Institutional investors are less likely to divest from equities, given spending goals that can’t be met with bonds earning 1.5%, Goolgasian notes. Individual investors, on the other hand, are suffering from a number of ‘isms’: “Pessimism about the job market, skepticism about the equity rally and cynicism about our political leaders and their ability to pull us out of this.”
Many investors pulled their money out of the market in 2008 and haven’t come back, scared of volatility and still reeling from the drama of the Flash Crash in 2010. That’s been a mistake, according to Wharton finance professor Jeremy Siegel. Even factoring in Tuesday’s drop, the market’s value has doubled since March 2009. Volatility has eased. For equity investors, Siegel sees sunny days ahead.
“The public unfortunately lags [behind] what’s going on in the market,” says Siegel, noting that rank-and-file investors tend to be bullish at the top of the market and bearish when the market is about to recover. “It is not unusual for the public to miss the first half to two-thirds of a bull market. Then they get in at the end, and they ride it down.”
To sophisticated market watchers, the fact that most retail investors are staying out of the market right now is actually a positive indicator, since history shows that public flows in and out of the market are usually badly timed, Siegel says. “I still think this bull market definitely has room to run,” he notes. “I can easily see stocks up another 20% to 30% from these levels in a year or two.”
Wharton finance professor Franklin Allen holds the opposite view — as well as opposite investments. “I don’t have much in the stock market at all anymore,” notes Allen, who describes himself as risk-averse. “It’s in Treasuries and real estate.”
Allen says he doesn’t know why the stock market is as high as it has been lately, and wonders if it’s a bubble. The recent rally may have more to do with quantitative easing by the Federal Reserve (QE3) than a positive economic outlook, he notes. Despite low returns on bonds and Treasuries, Allen says he wouldn’t go back into the market unless equity prices dropped by about 30%. “If you think the market is going to drop, then zero [return] is better than minus-20,” Allen points out. “That’s the perspective that people who are pulling out are using.”
Wharton finance professor Richard J. Herring says the market outlook remains uncertain. “It is hard to imagine earnings continuing to grow since they are already at an historical high relative to GDP, and the economic outlook is tepid at best,” he notes. “Many experts believe this is a market pumped up by QE3 and little else.”
Market volatility over the past few years may be keeping investors away, Herring suggests. “Although we are now back to about where we were in 2006, it has been a horrifying ride, and some investors bailed out at precisely the wrong time because they were terrified it could go still lower.”
A crisis of confidence?
Confidence in the markets has been damaged in a variety of other ways, with a number of incidents causing individual investors to wonder how well they are being protected by institutions such as the Securities and Exchange Commission, Herring adds. “The Madoff scandal, MF Global, the flash crash, the software error at Knight Capital, the NYSE settlement with the SEC over information sold preferentially to a program trader, the bizarre spectacle of the Facebook IPO and scandals at several major banks all have undermined the confidence of individual investors that they can be treated fairly,” he says. “It seems like a game rigged against [them].”
This is costly to society, because it means that less capital will be available for risk-taking and the liquidity of markets will diminish, Herring notes. “Although many overlook the point, we should realize that confidence in the markets is an enormously valuable public good.

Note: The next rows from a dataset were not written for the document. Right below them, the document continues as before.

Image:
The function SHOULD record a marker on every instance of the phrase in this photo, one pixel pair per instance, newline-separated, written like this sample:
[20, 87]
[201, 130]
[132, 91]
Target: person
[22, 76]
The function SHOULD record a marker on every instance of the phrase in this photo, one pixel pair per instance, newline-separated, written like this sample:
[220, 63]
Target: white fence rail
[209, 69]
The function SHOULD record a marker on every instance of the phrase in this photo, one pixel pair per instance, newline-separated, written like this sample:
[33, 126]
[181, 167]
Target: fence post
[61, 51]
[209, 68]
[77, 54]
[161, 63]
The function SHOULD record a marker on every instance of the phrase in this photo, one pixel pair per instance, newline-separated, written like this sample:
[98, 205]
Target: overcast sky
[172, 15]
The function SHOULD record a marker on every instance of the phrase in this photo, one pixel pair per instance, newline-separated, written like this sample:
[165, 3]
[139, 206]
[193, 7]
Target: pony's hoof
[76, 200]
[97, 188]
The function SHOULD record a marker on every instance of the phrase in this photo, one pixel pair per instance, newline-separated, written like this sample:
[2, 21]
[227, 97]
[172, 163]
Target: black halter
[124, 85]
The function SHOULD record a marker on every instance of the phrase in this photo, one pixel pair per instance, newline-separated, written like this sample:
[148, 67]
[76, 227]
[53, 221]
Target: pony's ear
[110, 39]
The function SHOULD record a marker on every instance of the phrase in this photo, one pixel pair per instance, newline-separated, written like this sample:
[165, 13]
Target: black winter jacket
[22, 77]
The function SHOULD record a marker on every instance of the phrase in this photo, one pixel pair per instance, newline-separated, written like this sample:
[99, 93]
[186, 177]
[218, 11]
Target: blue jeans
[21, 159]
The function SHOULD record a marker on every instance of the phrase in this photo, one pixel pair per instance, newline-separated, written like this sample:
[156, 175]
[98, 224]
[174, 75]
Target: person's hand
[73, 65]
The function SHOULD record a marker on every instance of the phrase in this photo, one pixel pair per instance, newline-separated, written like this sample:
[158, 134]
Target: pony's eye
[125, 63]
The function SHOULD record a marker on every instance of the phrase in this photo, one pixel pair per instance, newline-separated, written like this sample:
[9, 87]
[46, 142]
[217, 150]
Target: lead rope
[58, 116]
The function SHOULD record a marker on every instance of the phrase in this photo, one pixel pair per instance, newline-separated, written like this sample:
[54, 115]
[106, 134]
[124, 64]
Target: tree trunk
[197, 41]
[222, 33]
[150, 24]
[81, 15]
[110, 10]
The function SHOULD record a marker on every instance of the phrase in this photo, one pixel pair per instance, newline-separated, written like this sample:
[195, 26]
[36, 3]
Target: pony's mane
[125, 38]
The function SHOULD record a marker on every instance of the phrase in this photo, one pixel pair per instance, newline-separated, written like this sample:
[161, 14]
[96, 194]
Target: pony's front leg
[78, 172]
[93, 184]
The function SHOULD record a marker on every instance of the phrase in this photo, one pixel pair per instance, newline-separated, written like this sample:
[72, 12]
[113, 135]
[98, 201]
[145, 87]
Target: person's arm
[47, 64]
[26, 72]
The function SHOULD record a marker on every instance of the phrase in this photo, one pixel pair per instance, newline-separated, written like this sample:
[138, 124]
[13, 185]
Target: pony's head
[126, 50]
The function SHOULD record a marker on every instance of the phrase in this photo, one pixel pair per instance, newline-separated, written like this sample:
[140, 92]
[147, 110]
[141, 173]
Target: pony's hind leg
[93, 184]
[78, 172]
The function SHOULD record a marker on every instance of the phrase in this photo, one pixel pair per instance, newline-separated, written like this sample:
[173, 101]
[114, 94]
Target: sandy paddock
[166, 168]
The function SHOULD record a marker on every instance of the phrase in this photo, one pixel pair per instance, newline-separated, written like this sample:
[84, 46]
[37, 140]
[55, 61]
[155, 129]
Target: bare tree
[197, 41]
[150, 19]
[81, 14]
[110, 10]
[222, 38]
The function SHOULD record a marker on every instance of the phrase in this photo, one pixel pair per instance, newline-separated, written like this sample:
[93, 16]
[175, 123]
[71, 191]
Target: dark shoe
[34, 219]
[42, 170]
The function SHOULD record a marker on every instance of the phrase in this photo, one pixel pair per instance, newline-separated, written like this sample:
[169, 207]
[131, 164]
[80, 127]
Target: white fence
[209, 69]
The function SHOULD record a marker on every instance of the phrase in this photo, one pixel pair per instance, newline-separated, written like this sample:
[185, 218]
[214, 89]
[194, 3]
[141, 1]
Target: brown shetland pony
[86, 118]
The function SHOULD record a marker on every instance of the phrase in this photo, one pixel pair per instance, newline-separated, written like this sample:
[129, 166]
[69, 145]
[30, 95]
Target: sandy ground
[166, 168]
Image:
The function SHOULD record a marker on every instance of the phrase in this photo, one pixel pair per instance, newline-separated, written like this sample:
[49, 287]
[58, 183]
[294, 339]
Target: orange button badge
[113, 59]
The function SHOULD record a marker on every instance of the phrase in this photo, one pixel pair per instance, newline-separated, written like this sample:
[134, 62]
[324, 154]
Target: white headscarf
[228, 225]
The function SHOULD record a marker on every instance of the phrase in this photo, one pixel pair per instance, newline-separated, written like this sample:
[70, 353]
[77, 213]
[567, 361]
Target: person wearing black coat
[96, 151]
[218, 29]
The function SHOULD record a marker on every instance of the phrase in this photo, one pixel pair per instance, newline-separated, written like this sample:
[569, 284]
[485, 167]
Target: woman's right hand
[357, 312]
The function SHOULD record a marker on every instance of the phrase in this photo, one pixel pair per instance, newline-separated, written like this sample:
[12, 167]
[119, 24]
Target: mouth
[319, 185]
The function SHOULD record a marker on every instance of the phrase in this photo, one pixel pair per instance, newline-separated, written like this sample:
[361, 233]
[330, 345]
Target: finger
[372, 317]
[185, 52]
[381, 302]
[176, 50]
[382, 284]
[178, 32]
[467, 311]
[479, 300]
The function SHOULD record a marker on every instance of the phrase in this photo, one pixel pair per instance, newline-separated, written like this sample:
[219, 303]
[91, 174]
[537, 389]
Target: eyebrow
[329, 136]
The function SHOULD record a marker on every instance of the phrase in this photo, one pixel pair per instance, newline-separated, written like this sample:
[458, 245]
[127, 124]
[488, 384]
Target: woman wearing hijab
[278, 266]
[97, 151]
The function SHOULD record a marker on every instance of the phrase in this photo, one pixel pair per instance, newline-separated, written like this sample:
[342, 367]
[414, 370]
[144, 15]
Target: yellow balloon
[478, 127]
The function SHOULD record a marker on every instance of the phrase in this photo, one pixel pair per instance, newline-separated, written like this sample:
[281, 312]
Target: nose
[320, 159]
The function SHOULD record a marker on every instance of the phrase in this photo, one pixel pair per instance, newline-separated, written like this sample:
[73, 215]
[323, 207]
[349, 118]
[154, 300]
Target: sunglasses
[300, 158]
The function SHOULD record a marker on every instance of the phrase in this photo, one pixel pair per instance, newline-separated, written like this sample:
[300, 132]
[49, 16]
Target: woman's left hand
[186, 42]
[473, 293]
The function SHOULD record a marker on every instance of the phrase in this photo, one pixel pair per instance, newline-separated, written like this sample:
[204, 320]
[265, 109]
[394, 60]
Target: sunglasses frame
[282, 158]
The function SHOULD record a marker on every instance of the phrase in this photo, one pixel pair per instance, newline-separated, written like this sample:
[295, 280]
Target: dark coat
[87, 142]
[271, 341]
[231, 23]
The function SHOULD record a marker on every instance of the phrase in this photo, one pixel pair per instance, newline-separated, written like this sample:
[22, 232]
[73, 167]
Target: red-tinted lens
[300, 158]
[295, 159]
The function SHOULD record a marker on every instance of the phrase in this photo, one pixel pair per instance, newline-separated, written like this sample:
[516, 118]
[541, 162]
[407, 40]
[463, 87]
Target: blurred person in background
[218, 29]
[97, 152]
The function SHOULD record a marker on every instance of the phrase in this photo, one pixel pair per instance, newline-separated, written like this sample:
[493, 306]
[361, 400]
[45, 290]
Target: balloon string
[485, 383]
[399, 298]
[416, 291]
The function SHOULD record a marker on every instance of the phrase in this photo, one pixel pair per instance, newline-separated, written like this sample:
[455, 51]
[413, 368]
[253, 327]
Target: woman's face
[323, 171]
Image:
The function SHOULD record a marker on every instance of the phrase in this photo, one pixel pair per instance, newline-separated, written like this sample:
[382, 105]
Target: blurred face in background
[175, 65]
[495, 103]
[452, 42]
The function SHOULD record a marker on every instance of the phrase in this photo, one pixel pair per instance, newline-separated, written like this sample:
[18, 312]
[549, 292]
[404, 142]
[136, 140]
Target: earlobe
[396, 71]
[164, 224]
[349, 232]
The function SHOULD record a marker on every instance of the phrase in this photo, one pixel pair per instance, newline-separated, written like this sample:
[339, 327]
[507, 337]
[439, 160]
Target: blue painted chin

If investors trust that they will be treated fairly, they will be much more likely to place their savings in marketable instruments, and both the quality and quantity of capital formation will be improved.”
About 46% of American households held investments in stocks or stock funds at the end of 2011, down from 53% in 2001, according to the Investment Company Institute, a Washington, D.C.-based association of U.S. investment companies. “We have seen outflows from domestic mutual funds since 2007,” says Investment Company Institute senior economist Shelly Antoniewicz. Yet she says it would be wrong to suggest that investors are simply running away from stocks. “We don’t think that investors are fleeing” domestic equity markets, she adds. “We think of it as diversification.”
For example, from the beginning of 2007 to August 2012, a total of $196 billion flowed out of domestic mutual funds and exchange traded funds. During that same period, $361 billion went into international equity mutual funds and ETFs, which “more than offsets all the flows out of domestic equity,” Antoniewicz says out.